(RxWiki News) Now this is amazing! An international team of researchers has found a way to watch in real time the assassination of cancer. In about a minute, they could literally see liver tumors shrink. How cool is that?
Using two high-tech scanners, researchers were able to visualize whether or not chemotherapy was working on a liver tumor. Within a minute of injecting the tumor with the medication, researchers could see the tumors start to die.
If this technique becomes a standard of care, it would save patients weeks of waiting to see whether another type of therapy is working. And decisions about additional approaches can be made more quickly to fight a fast-moving cancer.
"Ask what kind of cancer therapy you’re receiving."
This discovery is the result of collaboration between researchers at Johns Hopkins and Dutch radiologists. They developed a new way to use an imaging technology called dual-phase cone-bean computed tomography, or DPCBCT.

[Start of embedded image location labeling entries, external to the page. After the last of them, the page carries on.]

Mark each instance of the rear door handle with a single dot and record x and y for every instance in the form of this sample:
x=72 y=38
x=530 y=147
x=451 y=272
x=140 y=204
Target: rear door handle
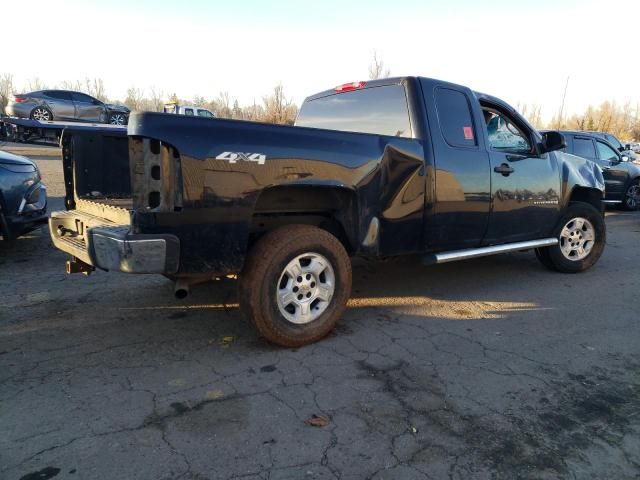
x=505 y=170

Currently, liver cancer patients have a treatment called chemoembolization. Tiny beads filled with doxorubicin, a commonly used chemotherapy agent, are injected into the liver tumor. The drugs seep out of the beads over several weeks. Patients have to wait a month to see if the chemotherapy is working.
"This new scanning method is giving us almost instant feedback about the value of injecting antitumor drugs directly into large liver tumors and their surrounding blood vessels in an effort to quickly kill them, and to prevent the cancer from spreading," said Jean-Francois Geschwind, MD, senior study investigator and interventional radiologist at Johns Hopkins.

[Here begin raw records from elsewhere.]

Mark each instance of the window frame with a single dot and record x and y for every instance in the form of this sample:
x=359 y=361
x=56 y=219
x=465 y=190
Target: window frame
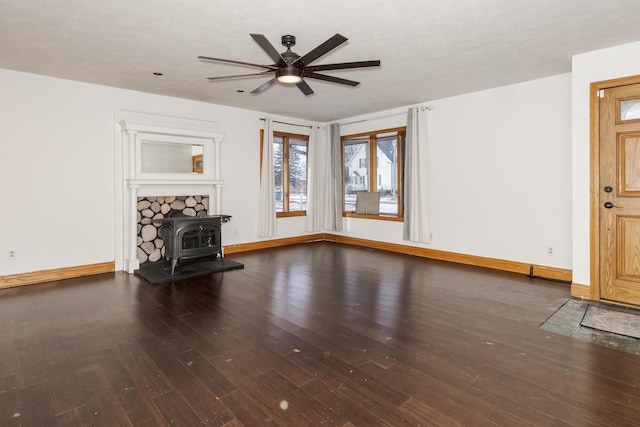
x=285 y=169
x=371 y=138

In patients whose tumors are too advanced to remove, chemoembolization is currently the only option. And because liver cancer behaves like a wildfire, time is of the essence.
Dr. Geschwind doesn’t think patients should have to “endure the uncertainty of waiting weeks or more to find out if their chemoembolization was successful in fighting their liver cancer."
He says his technique eliminates the waiting time during which the cancer can grow and spread. And timing is vitally important. About half of all liver cancer patients aren’t alive a year after diagnosis.
The DPCBCT technique itself only takes 20-30 seconds to perform. DPCBCT scanners are about the size of a laptop computer and can be done in the same room where the chemoembolization is performed. Radiation exposure, the researchers say, is about half of what a traditional CT (computed tomography) scan produces. The system uses sophisticated computer software to enhance the images.
To study its effectiveness, researchers performed DPCBCT scans on 27 patients with liver cancer that couldn’t be treated with surgery. They found no difference in the shrinkage measured by the DPCBCT and the MRI images taken a month after the chemoembolization.
Dr. Geschwind says his team is planning to refine and improve the image quality of the scans in the hopes that other physicians will begin using the technique.
Nearly 29,000 Americans learned they had liver cancer in 2012 and 20,550 died from it.
The study is published in the January edition of the journal Radiology.
This research was funded by French Society of Radiology and Philips Research North America, the manufacturer of the CBCT used in the study. Also supporting this work were the National Cancer Institute, a member of the National Institutes of Health. Ming De Lin, PhD, a Philips biomedical engineer based at Johns Hopkins has been working with Dr. Geschwind and his team for the past five years to perfect the DPCBCT technique.
Bayer HealthCare and Onyx Pharmaceuticals, the manufacturer of the study medication and Biocompatibles, the microbead maker, funded the chemoembolization study. Dr. Geschwind is a consultant to both Bayer HealthCare Pharmaceuticals and Biocompatibles.